Спарапет встретил его у городских ворот. Тэр-Аветис соскочил с коня и крепко обнял его.
За обедом, рассказав подробно о миссии, он хотел было сообщить также и о подлом предложении Мурад-Аслана. Но решил отложить до вечера, рассказать во время ужина. Во время вечерней трапезы он опять не решился расстаться со своей тайной и оставил это на следующий день. Однако и на следующий день и последующие дни он так и не нашел в себе силы рассказать Мхитару то, что было известно
только ему.Но он не забыл о словах Мурад-Аслана. По ночам стал плохо спать, ворочался в постели, вздыхал. Страшная мысль стала точить душу этого железной воли и стойкости человека.
А следующие одно за другим горестные события способствовали этому.
Действует стальной кулак
Алидзор лихорадочно готовился.
Не было уже никакого сомнения, что турки вскоре начнут большое наступление.
Мхитар сумел создать еще три полка регулярного войска, в каждом по тысяче оруженосцев. Тикин Сатеник еще раз объехала гавары и, собрав среди населения пожертвования, передала их в распоряжение Армянского Собрания.
Вновь собранные полки разместили на постой в крупных монастырях. Это вызвало недовольство духовных отцов. В знак протеста они босиком и в лохмотьях пришли в Алидзор и шумно протестовали перед дворцом Армянского Собрания. Мхитар приказал избить их и выгнать из города. Двух самых крикливых вардапетов лишили духовного сана. Отцы церкви приумолкли и стали покладистее…
Почти ежедневно из армянских и населенных армянами грузинских гаваров прибывали в Алидзор беженцы. Приходили не только ограбленные и до предела притесненные турецкими пашами крестьяне, но и лишившиеся своей власти мелики и тавады [75] .
75
Тавады — князья (груз.).
Мхитар встречал их с распростертыми объятиями и отправлял в отряд оружейника Врданеса. Часто он сам отводил беженцев во дворец Пхиндз-Артина и оставался там целыми днями. Это давало повод злословам говорить, будто Мхитар завел с красавицей женой Пхиндз-Артина любовные шашни.
Как-то раз, когда Мхитар с почестями отвез к Пхиндз-Артину бежавших из Тифлиса трех армянских меликов и одного грузинского тавада, Вард-хатун сказала мужу:
— Спишь, что ли? Слышал, с какими людьми веселится Мхитар в доме Пхиндз-Артина?
— Какое мне до этого дело? — недовольно отмахнулся Тэр-Аветис. — Бездомные люди, дает им приют.

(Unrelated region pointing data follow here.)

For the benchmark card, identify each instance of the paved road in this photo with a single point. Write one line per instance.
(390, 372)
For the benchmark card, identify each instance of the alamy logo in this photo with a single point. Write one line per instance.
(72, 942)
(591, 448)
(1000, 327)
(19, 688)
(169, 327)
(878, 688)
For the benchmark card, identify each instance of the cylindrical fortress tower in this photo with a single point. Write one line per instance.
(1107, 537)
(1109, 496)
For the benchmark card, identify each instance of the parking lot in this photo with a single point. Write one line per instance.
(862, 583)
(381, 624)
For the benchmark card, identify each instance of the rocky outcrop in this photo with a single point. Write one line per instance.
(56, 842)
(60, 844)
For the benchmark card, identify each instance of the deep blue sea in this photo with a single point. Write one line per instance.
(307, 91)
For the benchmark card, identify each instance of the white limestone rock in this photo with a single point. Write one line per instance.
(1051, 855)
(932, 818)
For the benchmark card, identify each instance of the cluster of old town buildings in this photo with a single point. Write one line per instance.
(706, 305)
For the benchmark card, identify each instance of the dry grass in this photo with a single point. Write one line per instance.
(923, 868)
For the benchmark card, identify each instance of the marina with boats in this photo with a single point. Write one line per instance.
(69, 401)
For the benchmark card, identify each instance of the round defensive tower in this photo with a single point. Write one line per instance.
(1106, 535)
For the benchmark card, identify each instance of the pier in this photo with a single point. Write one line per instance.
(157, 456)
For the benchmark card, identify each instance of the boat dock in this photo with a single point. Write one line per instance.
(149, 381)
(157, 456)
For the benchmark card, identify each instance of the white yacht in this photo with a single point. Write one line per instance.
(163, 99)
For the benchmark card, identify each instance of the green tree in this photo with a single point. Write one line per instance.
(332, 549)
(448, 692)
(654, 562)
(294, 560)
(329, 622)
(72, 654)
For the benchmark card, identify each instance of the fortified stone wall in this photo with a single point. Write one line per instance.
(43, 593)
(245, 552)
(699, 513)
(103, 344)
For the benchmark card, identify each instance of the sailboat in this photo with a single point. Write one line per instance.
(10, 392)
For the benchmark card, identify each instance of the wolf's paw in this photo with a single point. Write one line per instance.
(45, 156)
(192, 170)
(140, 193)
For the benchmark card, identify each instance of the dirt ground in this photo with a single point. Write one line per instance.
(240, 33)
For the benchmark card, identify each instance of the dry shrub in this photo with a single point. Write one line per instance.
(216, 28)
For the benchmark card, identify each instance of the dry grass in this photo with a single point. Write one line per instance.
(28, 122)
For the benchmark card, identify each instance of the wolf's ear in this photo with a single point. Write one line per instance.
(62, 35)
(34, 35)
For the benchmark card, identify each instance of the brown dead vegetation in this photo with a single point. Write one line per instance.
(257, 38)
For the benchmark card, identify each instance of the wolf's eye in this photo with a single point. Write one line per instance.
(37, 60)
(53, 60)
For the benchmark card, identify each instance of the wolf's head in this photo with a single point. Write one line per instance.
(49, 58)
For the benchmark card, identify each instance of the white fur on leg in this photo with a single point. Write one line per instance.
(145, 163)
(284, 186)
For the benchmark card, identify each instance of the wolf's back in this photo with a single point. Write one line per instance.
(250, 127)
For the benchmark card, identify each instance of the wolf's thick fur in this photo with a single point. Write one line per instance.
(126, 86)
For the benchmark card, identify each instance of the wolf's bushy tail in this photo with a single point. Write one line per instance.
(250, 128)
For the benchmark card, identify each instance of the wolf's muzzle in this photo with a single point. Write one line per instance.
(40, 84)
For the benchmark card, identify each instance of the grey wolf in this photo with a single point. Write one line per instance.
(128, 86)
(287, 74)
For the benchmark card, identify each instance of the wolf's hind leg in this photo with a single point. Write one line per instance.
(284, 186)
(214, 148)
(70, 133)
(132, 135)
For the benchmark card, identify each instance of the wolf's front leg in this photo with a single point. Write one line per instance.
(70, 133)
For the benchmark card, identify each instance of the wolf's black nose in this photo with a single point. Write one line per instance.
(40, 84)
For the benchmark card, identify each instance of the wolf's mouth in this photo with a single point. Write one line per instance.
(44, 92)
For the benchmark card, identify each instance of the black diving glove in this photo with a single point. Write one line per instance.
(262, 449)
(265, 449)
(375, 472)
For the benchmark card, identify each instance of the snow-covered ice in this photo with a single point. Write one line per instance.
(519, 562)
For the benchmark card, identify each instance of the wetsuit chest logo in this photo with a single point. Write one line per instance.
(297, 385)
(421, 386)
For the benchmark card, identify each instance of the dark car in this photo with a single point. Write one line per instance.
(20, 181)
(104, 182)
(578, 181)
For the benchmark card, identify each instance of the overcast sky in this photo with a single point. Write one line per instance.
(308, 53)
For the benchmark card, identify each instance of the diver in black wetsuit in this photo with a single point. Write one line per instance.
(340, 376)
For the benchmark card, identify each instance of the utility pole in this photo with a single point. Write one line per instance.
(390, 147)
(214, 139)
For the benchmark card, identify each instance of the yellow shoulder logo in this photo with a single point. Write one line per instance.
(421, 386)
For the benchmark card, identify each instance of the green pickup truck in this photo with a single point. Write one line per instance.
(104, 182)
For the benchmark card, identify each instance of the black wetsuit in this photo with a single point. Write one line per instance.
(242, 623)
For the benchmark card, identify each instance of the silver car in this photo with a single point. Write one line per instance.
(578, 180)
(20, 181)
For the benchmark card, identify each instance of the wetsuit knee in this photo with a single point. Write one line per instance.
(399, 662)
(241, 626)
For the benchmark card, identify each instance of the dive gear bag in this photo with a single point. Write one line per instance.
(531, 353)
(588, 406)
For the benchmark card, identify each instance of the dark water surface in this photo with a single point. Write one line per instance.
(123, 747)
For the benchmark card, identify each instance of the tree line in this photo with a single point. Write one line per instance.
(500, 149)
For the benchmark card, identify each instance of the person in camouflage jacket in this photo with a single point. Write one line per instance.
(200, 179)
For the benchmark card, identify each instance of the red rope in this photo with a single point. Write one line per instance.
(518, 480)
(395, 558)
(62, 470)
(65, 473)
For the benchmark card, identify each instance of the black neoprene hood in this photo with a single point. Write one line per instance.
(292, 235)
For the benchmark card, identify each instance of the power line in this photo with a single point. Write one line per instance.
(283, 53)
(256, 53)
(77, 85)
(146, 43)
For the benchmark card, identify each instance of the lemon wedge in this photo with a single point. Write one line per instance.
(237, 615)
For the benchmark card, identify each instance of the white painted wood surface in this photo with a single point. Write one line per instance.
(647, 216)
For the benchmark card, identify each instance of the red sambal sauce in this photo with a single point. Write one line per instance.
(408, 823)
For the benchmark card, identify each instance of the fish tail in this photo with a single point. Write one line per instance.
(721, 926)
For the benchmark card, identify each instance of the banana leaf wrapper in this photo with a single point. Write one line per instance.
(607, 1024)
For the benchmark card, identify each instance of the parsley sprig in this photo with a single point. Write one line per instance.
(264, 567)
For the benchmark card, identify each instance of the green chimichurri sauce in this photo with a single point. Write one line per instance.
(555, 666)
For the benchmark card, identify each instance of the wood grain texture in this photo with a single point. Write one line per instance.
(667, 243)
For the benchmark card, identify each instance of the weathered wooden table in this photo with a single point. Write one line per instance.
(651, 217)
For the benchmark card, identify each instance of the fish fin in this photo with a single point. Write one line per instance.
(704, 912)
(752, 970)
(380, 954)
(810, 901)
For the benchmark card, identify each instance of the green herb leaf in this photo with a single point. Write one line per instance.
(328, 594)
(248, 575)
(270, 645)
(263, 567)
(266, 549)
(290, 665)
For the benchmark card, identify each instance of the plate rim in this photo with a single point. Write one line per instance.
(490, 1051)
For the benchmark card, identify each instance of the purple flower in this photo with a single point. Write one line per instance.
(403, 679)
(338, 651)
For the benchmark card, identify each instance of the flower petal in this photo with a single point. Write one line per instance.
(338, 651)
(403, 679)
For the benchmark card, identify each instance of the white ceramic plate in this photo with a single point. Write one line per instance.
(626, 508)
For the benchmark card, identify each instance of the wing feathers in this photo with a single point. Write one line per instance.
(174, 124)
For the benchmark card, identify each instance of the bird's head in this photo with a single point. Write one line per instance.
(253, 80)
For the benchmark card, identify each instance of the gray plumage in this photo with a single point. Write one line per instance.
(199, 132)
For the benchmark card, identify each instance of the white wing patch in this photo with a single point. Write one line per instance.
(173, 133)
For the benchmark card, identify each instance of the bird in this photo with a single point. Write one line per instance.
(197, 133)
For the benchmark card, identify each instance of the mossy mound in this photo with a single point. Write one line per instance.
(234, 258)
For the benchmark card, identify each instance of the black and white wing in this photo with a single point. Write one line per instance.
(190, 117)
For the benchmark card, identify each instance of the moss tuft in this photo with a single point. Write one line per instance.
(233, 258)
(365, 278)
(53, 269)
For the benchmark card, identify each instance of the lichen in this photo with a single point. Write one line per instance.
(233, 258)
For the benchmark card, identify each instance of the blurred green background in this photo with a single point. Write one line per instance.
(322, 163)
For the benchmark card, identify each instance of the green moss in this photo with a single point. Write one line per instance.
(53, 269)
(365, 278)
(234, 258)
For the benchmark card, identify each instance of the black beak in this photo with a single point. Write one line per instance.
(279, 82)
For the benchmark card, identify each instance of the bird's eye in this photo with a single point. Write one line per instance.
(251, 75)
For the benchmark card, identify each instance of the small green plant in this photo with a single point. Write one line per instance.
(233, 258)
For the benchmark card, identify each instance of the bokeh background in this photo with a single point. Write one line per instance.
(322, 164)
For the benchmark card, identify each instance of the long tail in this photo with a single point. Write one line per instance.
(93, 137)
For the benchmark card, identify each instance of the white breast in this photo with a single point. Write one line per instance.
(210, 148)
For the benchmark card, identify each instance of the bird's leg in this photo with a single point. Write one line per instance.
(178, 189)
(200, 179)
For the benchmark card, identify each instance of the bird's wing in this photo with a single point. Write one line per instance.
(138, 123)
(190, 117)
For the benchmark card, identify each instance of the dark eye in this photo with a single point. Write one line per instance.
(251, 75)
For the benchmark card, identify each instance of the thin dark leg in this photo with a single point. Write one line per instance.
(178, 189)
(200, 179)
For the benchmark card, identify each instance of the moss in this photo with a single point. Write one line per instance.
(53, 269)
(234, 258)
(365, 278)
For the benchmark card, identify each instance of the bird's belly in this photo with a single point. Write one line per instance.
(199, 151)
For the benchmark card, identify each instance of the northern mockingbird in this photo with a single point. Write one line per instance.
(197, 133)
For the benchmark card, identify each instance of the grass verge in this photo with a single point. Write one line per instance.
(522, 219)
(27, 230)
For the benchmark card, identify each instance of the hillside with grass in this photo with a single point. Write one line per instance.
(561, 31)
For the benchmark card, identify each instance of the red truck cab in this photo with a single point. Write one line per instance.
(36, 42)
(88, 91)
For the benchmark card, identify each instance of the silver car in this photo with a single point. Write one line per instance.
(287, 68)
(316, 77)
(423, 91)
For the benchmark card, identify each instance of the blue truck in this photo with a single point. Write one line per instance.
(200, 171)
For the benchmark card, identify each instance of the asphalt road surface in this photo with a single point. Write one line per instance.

— Гм, — скрипнула зубами Вард, — «дает приют»… Раскрой глаза, наивный человек! Это князья, бежавшие из Тифлиса и Лори. Мхитар намерен оделить их деревнями и назначить военачальниками.
— Пусть назначает, — буркнул Тэр-Аветис.
— Он их назначит вместо тебя, вместо родовитых меликов, а вас будет держать как слуг. Знай это!
— Довольно! — крикнул Тэр-Аветис. — Всю душу мне вымотали, все жилы из меня вытянули. Хватит! Конец! Не хочу, нет!..
И, словно спасаясь от огня, выскочил из дома. Он невольно направил шаги к церкви. Впервые после тридцатилетнего перерыва у него появилось страстное желание помолиться в церкви.
Был час утреннего богослужения.
Церковь была полна верующими. Увидев Тэр-Аветиса, священники смутились, спутали псалмы. Тэр-Аветис зажег свечу, стал на колени перед алтарем и долго, под удивленными взорами всех, молился.
Он покинул церковь с чувством утери чего-то дорогого. Ему казалось, что от сердца отделяется, уходит сокровенное, что его когда-то светлый путь закрывается густым туманом.